When it is time to build a marketing database, a company's internal IT group almost always lobbies tenaciously for the assignment. For IT professionals, this only seems natural. After all, the word "database" carries all sorts of connotations of nuts-and-bolts computer science.
So, why are internal marketing database builds so often unsuccessful? The reason is that much of what determines success has nothing to do with database technology. Consider just seven of the scores of issues that must be confronted when constructing a database:
- Address standardization and correction; parsing and matching technologies; and programming logic must be carefully integrated to match (i.e., "group") accounts, leveraging a combination of factors such as name, address, company name, "hard links" such as phone number, and sold-to/bill-to/ship-to relationships.
- For B-to-C account records, matches must be determined at the individual and household levels. Also, the matches must be unified into a non-circular cross-reference that assigns each account to a single individual, and each individual to a single household. Likewise for B-to-B account records, the same must be done at the individual, site, and super-site ("company") levels.
- Incremental periodic matches of new accounts to the existing base must be executed, to add activity to existing individuals, households, sites and super-sites, and create new ones.
- The entire database must be periodically re-matched whenever the number of address changes reaches critical mass, or key USPS tables have been updated.
- All programming logic must be maintained such that it can be easily adjusted and enhanced, and data re-consolidated, based on the results of ongoing quality assurance of the matches.
- Logic must be dynamically imposed to make the historical data consistent and usable, and correspond with "real world" behavior. For example, "split-shipment" order records must be aggregated into "true" orders.

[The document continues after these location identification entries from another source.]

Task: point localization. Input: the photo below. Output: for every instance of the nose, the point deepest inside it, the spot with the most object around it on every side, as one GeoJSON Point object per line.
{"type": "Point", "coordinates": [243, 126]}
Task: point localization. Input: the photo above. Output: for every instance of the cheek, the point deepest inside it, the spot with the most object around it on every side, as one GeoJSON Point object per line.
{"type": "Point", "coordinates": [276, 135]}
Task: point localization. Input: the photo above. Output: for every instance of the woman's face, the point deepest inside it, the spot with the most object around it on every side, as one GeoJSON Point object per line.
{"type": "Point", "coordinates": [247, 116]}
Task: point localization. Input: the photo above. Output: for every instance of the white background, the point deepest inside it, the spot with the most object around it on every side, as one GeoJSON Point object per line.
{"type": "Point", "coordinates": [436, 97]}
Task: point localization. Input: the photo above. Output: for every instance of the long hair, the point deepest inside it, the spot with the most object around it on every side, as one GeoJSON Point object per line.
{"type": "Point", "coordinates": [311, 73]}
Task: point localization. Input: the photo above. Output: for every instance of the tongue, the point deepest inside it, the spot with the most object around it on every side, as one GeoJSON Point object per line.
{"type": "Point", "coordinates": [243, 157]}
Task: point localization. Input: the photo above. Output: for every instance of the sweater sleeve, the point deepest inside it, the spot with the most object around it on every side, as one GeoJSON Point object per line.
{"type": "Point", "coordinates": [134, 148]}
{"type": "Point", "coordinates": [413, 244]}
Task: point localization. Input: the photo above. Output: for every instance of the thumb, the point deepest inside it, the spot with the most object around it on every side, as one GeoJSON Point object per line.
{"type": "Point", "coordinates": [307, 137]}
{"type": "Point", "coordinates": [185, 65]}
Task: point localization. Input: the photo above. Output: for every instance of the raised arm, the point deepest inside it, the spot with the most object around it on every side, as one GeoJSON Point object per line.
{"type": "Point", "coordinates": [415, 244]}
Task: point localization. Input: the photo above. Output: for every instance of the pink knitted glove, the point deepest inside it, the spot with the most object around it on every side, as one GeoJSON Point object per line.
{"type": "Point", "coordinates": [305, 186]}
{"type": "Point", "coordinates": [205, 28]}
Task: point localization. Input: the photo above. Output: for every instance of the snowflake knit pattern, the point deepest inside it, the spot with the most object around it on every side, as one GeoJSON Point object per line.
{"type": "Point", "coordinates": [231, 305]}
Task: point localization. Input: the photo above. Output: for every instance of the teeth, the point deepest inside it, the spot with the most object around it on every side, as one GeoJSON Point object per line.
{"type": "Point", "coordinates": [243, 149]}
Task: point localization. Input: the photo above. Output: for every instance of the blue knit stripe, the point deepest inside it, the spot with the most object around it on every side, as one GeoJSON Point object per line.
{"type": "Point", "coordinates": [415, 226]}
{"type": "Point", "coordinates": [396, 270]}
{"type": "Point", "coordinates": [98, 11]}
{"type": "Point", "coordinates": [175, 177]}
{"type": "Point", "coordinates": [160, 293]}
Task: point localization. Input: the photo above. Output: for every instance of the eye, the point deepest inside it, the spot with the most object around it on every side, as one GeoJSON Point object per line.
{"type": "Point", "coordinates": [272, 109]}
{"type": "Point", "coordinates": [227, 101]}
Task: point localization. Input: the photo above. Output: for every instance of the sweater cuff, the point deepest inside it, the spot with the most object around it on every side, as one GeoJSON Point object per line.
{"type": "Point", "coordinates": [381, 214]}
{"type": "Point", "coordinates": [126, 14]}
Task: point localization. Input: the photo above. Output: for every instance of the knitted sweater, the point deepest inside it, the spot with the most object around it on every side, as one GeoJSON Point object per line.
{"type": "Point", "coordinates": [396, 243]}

- Rapid classification of customers as of any point-in-time must be done, at the individual, household, site, and super-site levels, employing atomic-level histories up to that point-in-time only. This multiple-level aggregation of data, performed dynamically and at-will, is essential for: 1) accurate response attribution, analysis, scoring, and selection for promotions, and 2) the appropriate allocation of marketing-spend to each customer.